Si les propositions n'étaient pas vraiment au rendez-vous, la droite, sans ses têtes d'affiches absentes comme Laurent Wauquiez, Valérie Pécresse ou Rachida Dati, accepte en tout cas de sortir de sa zone de confort sur le sujet. Au vu des interventions de Robert Vautard, co-président du GIEC, ou du très médiatique Jean-Marc Jancovici, qui, comme à son habitude, n'a pas mâché ses mots, cette "nuit de l'écologie" ressemblait plus à une formation accélérée au réchauffement climatique qu'à un programme concret sur le sujet du siècle.
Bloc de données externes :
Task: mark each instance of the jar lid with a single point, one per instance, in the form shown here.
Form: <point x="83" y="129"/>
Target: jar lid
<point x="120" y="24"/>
La ligne en tout cas est claire, la droite veut s'emparer du débat sur l'environnement sans changer de paradigme et continuer à taper sur "l'écologie punitive". Peut-être que l'assistance n'a pas entendu cette phrase prononcée par Robert Vautard lors de son exposé : "Les politiques publiques actuelles nous conduisent vers un réchauffement de 3°, c'est largement insuffisant." Avec ce que propose actuellement la droite, on reste dans cet ordre de grandeur, loin des objectifs de l'accord de Paris.